The European Commission’s plans for a Digital Single Market (DSM) were high on the agenda as the Motion Picture Association of America (MPAA) held its annual strategy meeting in Berlin for first time.
Representatives from all six studios attended the two-day meeting in the German capital.
Speaking exclusively to ScreenDaily, Stan McCoy, MPAA’s Brussel-based president and MD for EMEA, said: “Rhere are really two reasons why the MPAA came to Berlin this year.
“Firstly, film production between Germany and America has never been stronger. You don’t have to look any further than Homeland [fifth season shooting in the Berlin-Brandenburg region], Grand Budapest Hotel and Monuments Men to understand that.
“Secondly, the German industry has stepped up to take leadership on issues surrounding the Digital Single Market and the threat it poses to the film sector.
“The members of the MPAA are very much interested in understanding the situation that confronts the entire sector in Europe and understanding how we can be helpful to our European partners and confronting these challenges.”
McCoy was speaking as he and some of the studio executives attended the German Producers Alliance’s annual summer get-together on the banks of the River Spree next to the Haus der Kulturen der Welt (affectionately nicknamed “The Pregnant Oyster” by Berliners).
Special mention was made of the US guests by Alliance’s chairman Alexander Thies in his opening speech at the event attended by key players in the German film and TV industries.
The guests ranged from State Minister for Culture and Media Monika Grütters and Alfred Holighaus, president of the German film industry’s ‘umbrella organisation’ SPIO, through film producers Stefan Arndt (X Filme Creative Pool), Martin Moszkowicz (Constantin Film), Tom Zickler (Barefoot Films), Gabriele Walther (Caligari Film), Michael Eckelt (Riva Film) to filmmakers Doris Dörrie, Pepe Danquart and funders Klaus Schaefer (FFF Bayern) and Eva Hubert (Filmförderung Hamburg Schleswig-Holstein), among others.
Brussels film strategy “a mess”
Earlier in the day, Peter Dinges, CEO of the German Federal Film Board and president of the European Film Agency Directors (EFADs) network, turned his attention to the Commission’s DSM strategy during the public part of the German Producers Alliance’s members meeting.
He ended a presentation on film co-productions between Germany and France by quoting a recent remark by one of his EFADs colleagues about the Commission’s film policy: “There is no film strategy in Brussels. There is a mess.
“He might have exaggerated a little bit, but what he meant is clear: we must work together to find a strategy for European cinema within the framework of the Digital Single Market and in the digital age, not only to preserve but also promote the cultural diversity and filmmaking in Europe.”
Ansip keeps on track
EC vp Andrus Ansip, one of the masterminds of the DSM strategy, showed earlier this week at the Midem music industry trade fair in Cannes, that he is not making any signs of wavering from the line he has presented on numerous occasions in previous weeks.

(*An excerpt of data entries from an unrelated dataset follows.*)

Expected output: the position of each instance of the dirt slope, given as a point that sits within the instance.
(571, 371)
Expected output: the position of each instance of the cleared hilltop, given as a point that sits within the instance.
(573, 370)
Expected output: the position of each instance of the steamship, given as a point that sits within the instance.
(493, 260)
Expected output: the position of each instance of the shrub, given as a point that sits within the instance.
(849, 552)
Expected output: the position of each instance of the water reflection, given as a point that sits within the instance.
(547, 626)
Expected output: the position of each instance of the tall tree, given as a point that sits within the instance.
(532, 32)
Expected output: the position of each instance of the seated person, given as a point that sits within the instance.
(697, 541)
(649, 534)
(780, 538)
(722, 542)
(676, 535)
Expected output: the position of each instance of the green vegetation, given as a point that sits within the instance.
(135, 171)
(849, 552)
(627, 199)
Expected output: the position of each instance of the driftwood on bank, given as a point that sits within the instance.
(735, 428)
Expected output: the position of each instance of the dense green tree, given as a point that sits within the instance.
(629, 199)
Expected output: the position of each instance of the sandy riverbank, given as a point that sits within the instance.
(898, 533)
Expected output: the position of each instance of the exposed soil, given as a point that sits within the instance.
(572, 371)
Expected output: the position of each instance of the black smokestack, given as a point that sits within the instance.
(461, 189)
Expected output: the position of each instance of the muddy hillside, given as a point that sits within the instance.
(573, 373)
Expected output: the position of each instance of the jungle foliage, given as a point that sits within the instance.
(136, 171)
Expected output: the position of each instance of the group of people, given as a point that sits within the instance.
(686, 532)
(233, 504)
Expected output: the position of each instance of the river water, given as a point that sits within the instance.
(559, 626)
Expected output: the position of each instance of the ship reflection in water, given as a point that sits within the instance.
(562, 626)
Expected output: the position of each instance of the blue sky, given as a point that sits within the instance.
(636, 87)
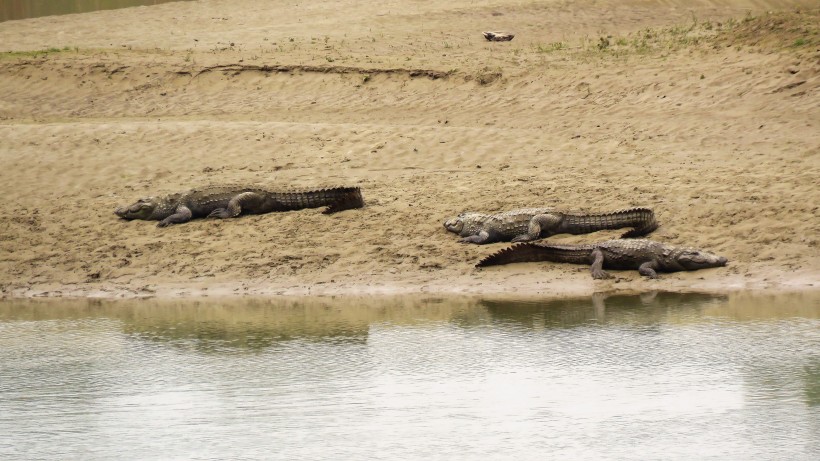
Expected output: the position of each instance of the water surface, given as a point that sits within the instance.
(657, 376)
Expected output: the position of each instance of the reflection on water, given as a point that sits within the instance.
(23, 9)
(655, 376)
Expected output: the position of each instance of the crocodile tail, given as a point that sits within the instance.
(343, 198)
(537, 252)
(640, 219)
(644, 222)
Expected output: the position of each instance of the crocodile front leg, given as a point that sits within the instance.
(539, 224)
(181, 215)
(247, 200)
(648, 268)
(597, 268)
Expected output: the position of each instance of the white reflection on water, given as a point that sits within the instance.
(654, 377)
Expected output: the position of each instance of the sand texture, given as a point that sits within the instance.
(706, 111)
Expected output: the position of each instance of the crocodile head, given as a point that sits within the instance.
(692, 259)
(455, 224)
(143, 208)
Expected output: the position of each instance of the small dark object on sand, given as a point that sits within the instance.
(498, 36)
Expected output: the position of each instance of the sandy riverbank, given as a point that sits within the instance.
(708, 114)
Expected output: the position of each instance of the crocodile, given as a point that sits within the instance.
(647, 256)
(528, 224)
(231, 201)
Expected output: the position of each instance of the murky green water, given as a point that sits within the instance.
(24, 9)
(669, 376)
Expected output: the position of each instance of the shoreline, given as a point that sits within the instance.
(538, 290)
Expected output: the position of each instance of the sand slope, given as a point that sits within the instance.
(715, 127)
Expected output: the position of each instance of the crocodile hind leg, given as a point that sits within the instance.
(539, 225)
(647, 269)
(481, 237)
(181, 215)
(249, 201)
(597, 267)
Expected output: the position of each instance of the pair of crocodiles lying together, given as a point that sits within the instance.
(524, 225)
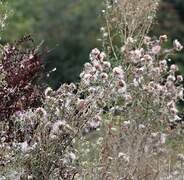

Giving a keynote on Midem’s last day, Ansip professed an interest in a dialogue with the cultural and creative industries.
“Everybody who has ideas and proposals of how to reform this existing copyright system, how to create a real level playing field, all of those proposals are very welcome,” said Ansip.
However, in the session’s final minutes allotted to a Q&A, he seemed to be loathe to give specific responses to concrete concerns from practitioners within the music industry about the Commission’s intentions.
For instance, Irish-born composer and musician Brian Crosby pointed out that “there is a current large discrepancy in how the royalties distributed from music platforms are distributed to the full rights holders” and asked what the Commission’s plans were to address this problem.
But in his answer, Ansip chose instead to speak only superficially about the three targeted areas in the proposed copyright reform: text and data mining, exceptions, and the principle of territoriality.
A similarly unsatisfactory response came from the Commissioner when a UK lawyer explained that, when talking with rightsholders, “they say: ‘If there was business demand for cross-border access and portability, we would have delivered it already. If there is an economic case for it, we would have done it.’”
“What do you say to them by saying ‘We are just going to introduce legislation that will deliver that for you.’ Why not leave it to the business?,” the lawyer asked.
Following his appearance at Midem, Ansip reportedly met up with Google executive chairman Eric Schmidt in Berlin where the US entrepreneur gave a keynote at the NOAH conference on Wednesday (June 10).